The third-ranked TCU Horned Frogs found themselves on the ropes in Manhattan, Kansas last week before staging an 18 point comeback win against Kansas State, and head coach Gary Patterson thinks his team could find itself if in a similar position in Ames, Iowa on Saturday.
“This will be a tough ballgame.” Patterson said. “They’ve got big wide receivers – we’re not as big in the secondary. You have a couple mismatches for us. You got to get ready – you got to play the run better. They play the same, similar type of offense than K-State does in the run game. And they are a bend but don’t break, and they get a chance to play this offense two weeks in a row now, they play Texas Tech, now they play us. But the difference is that they’re playing at home. And so, if you put all those variables into it, I’d say you’re looking at another pretty good ballgame again.”
In the first half against Kansas State, TCU struggled to stop the Wildcats' ground game as the Frogs’ defense gave up 165 rushing yards and five rushing touchdowns during the first two quarters. TCU has also surrendered a lot of rushing yards in the first half to Texas Tech running back DeAndre Washington and SMU quarterback Matt Davis.

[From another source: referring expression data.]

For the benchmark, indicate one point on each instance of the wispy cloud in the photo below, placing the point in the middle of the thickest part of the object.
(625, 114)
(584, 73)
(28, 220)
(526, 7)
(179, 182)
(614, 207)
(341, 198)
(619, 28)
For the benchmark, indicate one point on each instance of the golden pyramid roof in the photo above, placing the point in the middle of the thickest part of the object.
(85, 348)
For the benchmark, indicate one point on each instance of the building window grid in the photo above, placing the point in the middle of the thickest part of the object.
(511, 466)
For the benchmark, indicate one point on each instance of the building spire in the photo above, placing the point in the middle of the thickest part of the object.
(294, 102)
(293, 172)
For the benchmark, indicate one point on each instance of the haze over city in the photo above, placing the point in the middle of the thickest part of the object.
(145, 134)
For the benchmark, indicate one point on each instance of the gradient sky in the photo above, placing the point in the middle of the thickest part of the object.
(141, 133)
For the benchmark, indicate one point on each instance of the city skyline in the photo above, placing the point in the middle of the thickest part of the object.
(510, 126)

As Patterson noted, Iowa State’s run game resembles Kansas State’s attack, which his young defense struggled against on Saturday. In order for TCU’s defense to be more successful at stopping opposing offenses, especially on the ground, it will need to get off to a quicker start, Patterson said.

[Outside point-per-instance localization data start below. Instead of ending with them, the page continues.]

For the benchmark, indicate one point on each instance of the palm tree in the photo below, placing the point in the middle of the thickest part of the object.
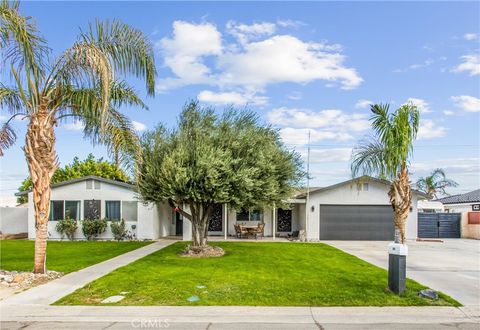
(387, 154)
(84, 83)
(434, 183)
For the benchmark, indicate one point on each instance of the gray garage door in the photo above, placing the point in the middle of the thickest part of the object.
(356, 222)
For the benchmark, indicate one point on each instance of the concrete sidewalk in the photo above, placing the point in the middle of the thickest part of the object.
(50, 292)
(232, 317)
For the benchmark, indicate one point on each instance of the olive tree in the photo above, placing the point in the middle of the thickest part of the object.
(215, 158)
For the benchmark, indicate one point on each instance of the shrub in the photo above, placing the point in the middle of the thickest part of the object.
(67, 227)
(119, 230)
(93, 228)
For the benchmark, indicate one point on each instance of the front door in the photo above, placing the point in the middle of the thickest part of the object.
(284, 221)
(215, 223)
(178, 224)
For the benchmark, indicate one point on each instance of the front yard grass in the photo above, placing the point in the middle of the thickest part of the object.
(252, 274)
(62, 256)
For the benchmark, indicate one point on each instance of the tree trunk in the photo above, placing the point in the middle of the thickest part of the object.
(200, 218)
(400, 197)
(42, 162)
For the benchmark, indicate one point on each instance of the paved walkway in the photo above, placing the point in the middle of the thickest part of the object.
(32, 310)
(230, 317)
(50, 292)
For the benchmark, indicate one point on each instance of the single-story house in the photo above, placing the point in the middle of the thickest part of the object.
(356, 209)
(467, 202)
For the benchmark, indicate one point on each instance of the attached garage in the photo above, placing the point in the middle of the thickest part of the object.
(356, 222)
(357, 209)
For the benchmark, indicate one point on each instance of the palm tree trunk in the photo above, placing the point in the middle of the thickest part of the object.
(400, 197)
(42, 162)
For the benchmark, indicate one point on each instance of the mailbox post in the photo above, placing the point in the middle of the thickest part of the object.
(397, 267)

“Defensively, we just need to start faster,” He said. “If we played like the defense we had in the second half, allowing 119 yards in the second half, then you’re going to have a lot more success. But we kind of waited around in the Texas Tech and Kansas State games, and we can’t do that in Big 12 play – we got to start faster this week.”
Though the Iowa State Cyclones are 2-3 this season with their only two wins coming against Northern Iowa and Kansas, they have the reputation of being the team who can pull off the unlikely upset. In 2011, Iowa State upset No. 2 Oklahoma State in Ames to get the program’s first victory over a top-6 opponent. During the prior season, the Cyclones were able to come out of Austin with a victory over No. 19 Texas.
And despite the program’s futility, which is highlighted by the fact that Iowa State has only appeared in 12 bowl games since the team's inception in 1892, its home, Jack Trice Stadium, is known by many college football fans as a loud and crowded environment.
So far this season, TCU has played in front of some record crowds at visiting stadiums, all of which have been close games, and it seems like Patterson isn’t expecting any different from the Cyclones’ faithful.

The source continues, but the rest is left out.